What we need right now is joy and jeopardy of FA Cup

John Nicholson
MIddlesbrough celebrate win over Spurs

In these awful times, the sheer unbridled joy on Josh Coburn’s face as he burst through to thunder the extra-time winner into the net for Middlesbrough against Spurs was a bright light in the darkness. It felt like the right result at the right time. A youth academy kid from North Yorkshire playing for a club which has survived and occasionally thrived on the money of a local man, overcoming the might of a Bahamas-based investment company. It wasn’t exactly David and Goliath, not least because Goliath is often not very Goliath-like at all, but it was still a huge and thrilling win.

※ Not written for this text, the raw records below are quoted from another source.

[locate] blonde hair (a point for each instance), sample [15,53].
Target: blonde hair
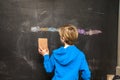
[69,33]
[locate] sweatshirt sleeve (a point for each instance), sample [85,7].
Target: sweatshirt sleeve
[48,63]
[86,74]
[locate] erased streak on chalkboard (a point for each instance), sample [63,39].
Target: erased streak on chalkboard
[52,29]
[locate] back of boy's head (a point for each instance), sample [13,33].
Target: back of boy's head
[69,33]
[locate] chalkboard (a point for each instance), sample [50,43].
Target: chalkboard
[22,22]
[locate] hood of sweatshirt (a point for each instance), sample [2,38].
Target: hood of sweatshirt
[65,55]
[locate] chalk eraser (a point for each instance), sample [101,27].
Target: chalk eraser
[43,43]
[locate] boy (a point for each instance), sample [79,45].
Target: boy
[67,61]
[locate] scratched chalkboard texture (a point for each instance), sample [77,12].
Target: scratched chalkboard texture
[22,22]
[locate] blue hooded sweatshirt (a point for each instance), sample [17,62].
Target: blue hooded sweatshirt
[66,64]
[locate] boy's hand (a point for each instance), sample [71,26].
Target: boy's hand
[43,51]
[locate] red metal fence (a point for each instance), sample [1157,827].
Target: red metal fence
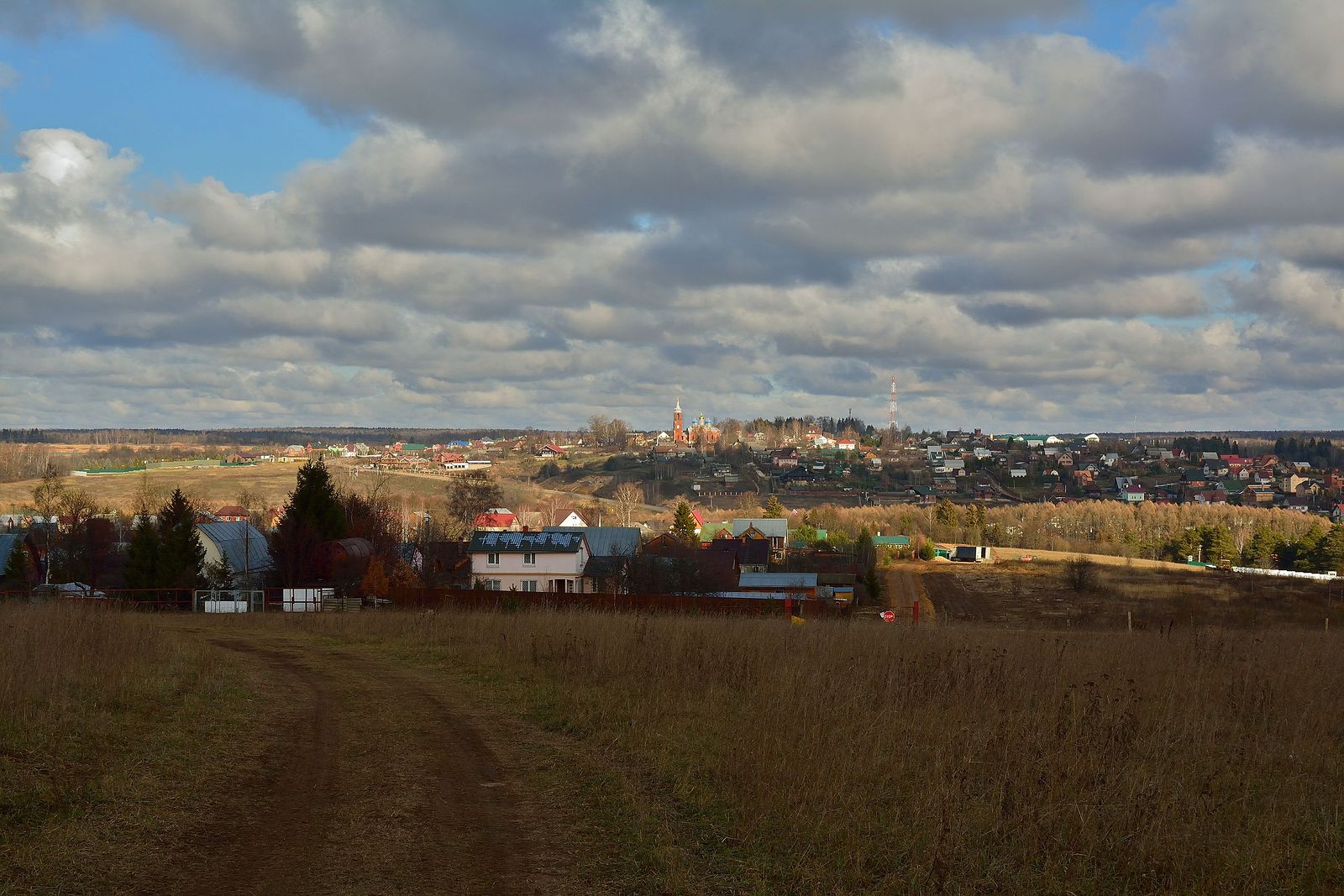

The striking thing about Middlesbrough under Chris Wilder is that, just as he has managed at pretty much every other club he has worked, the collective will can often overcome sides with perhaps more individual skill but who are less cohesive and even less motivated.

He achieves this through rigorous organisation, playing the right players in the right position and motivating them to give every ounce of themselves as often as possible. This is ideal for cup games when the winner takes all.

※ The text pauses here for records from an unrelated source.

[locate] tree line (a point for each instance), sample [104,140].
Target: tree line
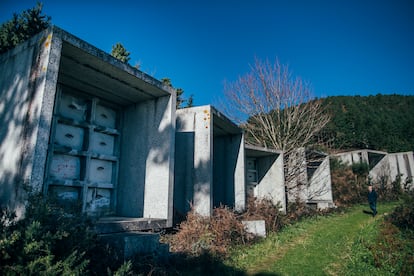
[380,122]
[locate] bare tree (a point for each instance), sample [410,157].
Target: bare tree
[276,111]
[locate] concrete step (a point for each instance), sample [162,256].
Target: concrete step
[106,225]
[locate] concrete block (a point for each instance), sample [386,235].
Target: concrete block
[255,227]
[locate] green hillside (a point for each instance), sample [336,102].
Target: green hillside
[381,122]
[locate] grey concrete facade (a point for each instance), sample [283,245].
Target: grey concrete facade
[384,168]
[81,125]
[265,177]
[209,166]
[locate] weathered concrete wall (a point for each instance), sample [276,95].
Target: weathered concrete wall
[402,163]
[313,178]
[384,167]
[320,184]
[28,75]
[209,167]
[228,164]
[297,176]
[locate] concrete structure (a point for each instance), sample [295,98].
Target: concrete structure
[402,164]
[265,177]
[309,178]
[319,190]
[209,164]
[384,168]
[86,128]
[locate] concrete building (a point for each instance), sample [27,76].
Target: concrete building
[85,128]
[309,178]
[384,168]
[265,177]
[402,164]
[209,162]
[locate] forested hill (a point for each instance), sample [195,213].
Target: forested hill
[381,122]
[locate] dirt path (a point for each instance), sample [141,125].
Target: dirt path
[317,247]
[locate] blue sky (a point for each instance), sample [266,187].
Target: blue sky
[342,47]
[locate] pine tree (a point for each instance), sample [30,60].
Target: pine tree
[22,26]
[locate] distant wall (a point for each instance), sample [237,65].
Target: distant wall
[28,75]
[209,166]
[271,184]
[146,165]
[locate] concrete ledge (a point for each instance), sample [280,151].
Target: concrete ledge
[107,225]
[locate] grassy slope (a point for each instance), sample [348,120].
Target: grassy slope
[313,247]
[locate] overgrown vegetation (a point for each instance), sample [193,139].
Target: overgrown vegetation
[380,122]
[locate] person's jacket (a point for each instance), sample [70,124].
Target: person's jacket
[372,196]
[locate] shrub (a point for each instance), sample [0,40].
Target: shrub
[44,242]
[198,234]
[49,241]
[347,188]
[264,209]
[403,215]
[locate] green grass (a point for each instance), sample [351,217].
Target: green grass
[318,246]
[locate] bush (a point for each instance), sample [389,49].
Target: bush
[198,234]
[49,241]
[264,209]
[403,215]
[44,242]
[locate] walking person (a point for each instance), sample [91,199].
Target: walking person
[372,200]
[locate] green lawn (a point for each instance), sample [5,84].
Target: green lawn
[318,246]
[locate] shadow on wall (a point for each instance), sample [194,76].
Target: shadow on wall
[20,75]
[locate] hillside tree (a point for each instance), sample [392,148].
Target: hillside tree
[22,26]
[277,111]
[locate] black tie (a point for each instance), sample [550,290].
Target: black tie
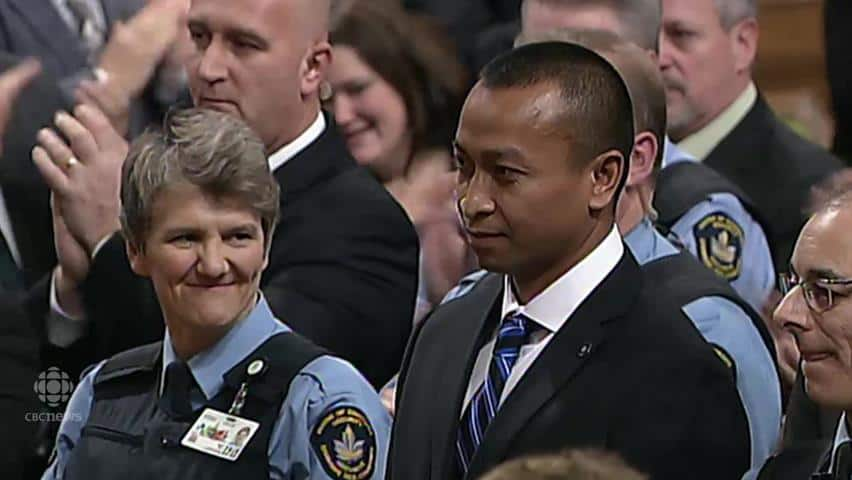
[10,275]
[90,33]
[179,381]
[842,468]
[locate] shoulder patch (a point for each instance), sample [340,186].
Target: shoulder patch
[345,442]
[719,244]
[726,359]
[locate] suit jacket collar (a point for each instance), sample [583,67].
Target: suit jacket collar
[326,157]
[469,320]
[49,27]
[744,149]
[474,316]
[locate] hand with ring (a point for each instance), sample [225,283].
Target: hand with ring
[84,172]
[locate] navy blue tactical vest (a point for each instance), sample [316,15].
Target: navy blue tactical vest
[128,436]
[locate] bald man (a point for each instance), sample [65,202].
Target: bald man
[343,263]
[734,329]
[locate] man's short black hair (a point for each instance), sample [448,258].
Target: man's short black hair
[597,116]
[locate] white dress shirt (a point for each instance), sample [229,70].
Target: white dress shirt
[63,329]
[550,309]
[840,437]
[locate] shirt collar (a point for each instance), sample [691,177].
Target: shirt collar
[209,366]
[552,307]
[285,153]
[702,142]
[673,154]
[840,437]
[646,243]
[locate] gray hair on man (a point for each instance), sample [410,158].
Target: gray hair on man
[640,19]
[214,151]
[732,12]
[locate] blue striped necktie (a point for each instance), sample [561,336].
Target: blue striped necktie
[514,333]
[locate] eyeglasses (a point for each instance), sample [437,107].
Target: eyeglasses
[818,294]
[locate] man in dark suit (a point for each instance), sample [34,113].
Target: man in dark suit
[19,346]
[816,310]
[343,263]
[29,237]
[716,114]
[565,346]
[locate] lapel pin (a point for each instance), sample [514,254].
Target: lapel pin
[255,367]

Normally, this game would have been a draw and a replay at Spurs would have happened next week. Spurs would have had a second chance they didn’t deserve. Their far greater resources would have given their sorry ass another chance. Basically, that is not fair.

That’s why we have to keep the single tie, taken to extra-time and penalties, decided on the day. It is leaner and while there are, of course, financial implications for the lower-level sides, it brings real jeopardy into the game and jeopardy is what we badly need because it is hugely diluted in every other competition.

In the league, financial disparities mitigate against jeopardy. In the Champions League, the seeding of some sides and all the other geopolitical chicanery to fix the group stage, reduces jeopardy to such an extent that there are often dead rubbers for the last one or two games; the two-leg knock-out ties also give either club a one-bad-game get-out clause. Same applies to the Europa Conference League and Europa League. While they can obviously still deliver great games, that is usually in the second leg when the fear of being knocked out is very real.

While the one-leg cup tie has been introduced out of necessity, it should be kept for future seasons. The tension and excitement in extra-time at the Riverside illustrate exactly why. The ground was packed to capacity, in part because the game would be settled on the night. You wouldn’t be fobbed off with a replay, you would see a winner. That’s a good sales proposition.

And it is great for broadcasters too for the same reason. The fact that the game will produce a winner one way or another, makes it compulsive, especially as a lower-league side bids to overcome a moneybags side. I bet the BBC got very good ratings for Tuesday night’s game as we all sought to escape The News for a couple of hours.

Had the game ended in a 0-0 draw, while Boro’s efforts would have been lauded, there would be a sinking feeling that money would eventually assert its primacy in a replay. But as it was, in extra-time Boro looked the stronger side and Coburn’s winner must have been cheered by all outside of some parts of north London. It is exactly what makes football so compulsive and so rewarding. The one-leg tie had created tension, anticipation, shock, joy and humanity.

And my God we need all the humanity we can get right now.